El pensamiento post-aristotélico había servido para romper el
cordón umbilical [6] que unía a las personas con la ciudad en la
que habían nacido y pasaban su vida. El estoicismo que, a pesar de
su origen griego, pasaría a convertirse en una especie de corriente
filosófica oficial del Imperio romano, elaboró su devoción cósmica
o universalista cuando el sentimiento de extrañamiento entre los
ciudadanos y sus gobernantes estaba ya muy asentado.
[6]
Homero describe cómo en los enfrentamientos entre aqueos y troyanos,
los guerreros de cada bando portaban con sí unos escudos que, en la
traducción que manejamos, son adjetivados como "umbilicados",
sugiriéndonos quizá una relación muy honda, casi maternal, entre
ese instrumento de protección y su portador: "Y
ellos [aqueos
y troyanos],
cuando encontrándose a un mismo sitio vinieron, / chocaron junto
escudos y junto lanzas y ánimos de hombres / de coraza de bronce, y
los umbilicados escudos / pegaron uno a otro, y se alzó mucho el
fragor del combate"
(Homero, Ilíada,
libro VIII, vv. 60-63).
La
enorme expansión del escenario político no alteró, sin embargo, la
doctrina clásica de la interrelación armoniosa entre el Todo y las
partes. Pero ésta sí dejó inevitablemente de dar cuenta de la
situación cotidiana del ciudadano que habitaba una nueva polis
ampliada hasta casi todo el mundo conocido. Ahora esa gran ciudad
será nada menos que el Cosmos, y ser ciudadano del universo, un
cosmopolita,
no solo será una aspiración filosófica sino una realidad que podía
abrumar a unos seres humanos sin referencias más cercanas.
A
los hombres y mujeres del Imperio se les proponía alegremente que se
integraran en el kósmos
como partes de un todo omnipotente, teniendo ellos en su interior un
componente también divino, un logos
que los emparentaba con un universo sabio e infinitamente virtuoso.

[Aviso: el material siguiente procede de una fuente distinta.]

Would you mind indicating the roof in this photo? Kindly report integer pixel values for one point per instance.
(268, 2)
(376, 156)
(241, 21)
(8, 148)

En el fondo, esas declaraciones deberían sonar a los ciudadanos del
Imperio como las órdenes de un director de escena en un montaje
teatral de proporciones gigantescas. Al fin y al cabo, la principal
misión del ciudadano sería a partir de entonces la representación
lo más fiel posible de su rol en la sociedad, un rol predeterminado
por la providencia cósmica.
La
analogía entre el kósmos
y el ciudadano hace que éste se encuentre en medio de un desvarío
en el que ha perdido por completo el control de su vida. La ascensión
vertiginosa de la polis
al cosmos en la civilización helenística dejaba desorientados, y un
tanto abandonados, a individuos para los que el gobierno de sus vidas
aparecía impuesto nada menos que por la fuerza de las estrellas. El
sentimiento de indefensión ante esas energías descomunales, que
debían además soportarse pasivamente, estaba llamado a producir un
terremoto en el plano de las creencias. La protesta se elevará a los
cielos, será un grito desesperado con los adornos de la filosofía
griega y de las nuevas corrientes religiosas orientales, y se llamará
gnosticismo.
LA
GRAN NEGACIÓN
"La
actitud gnóstica es principalmente negación"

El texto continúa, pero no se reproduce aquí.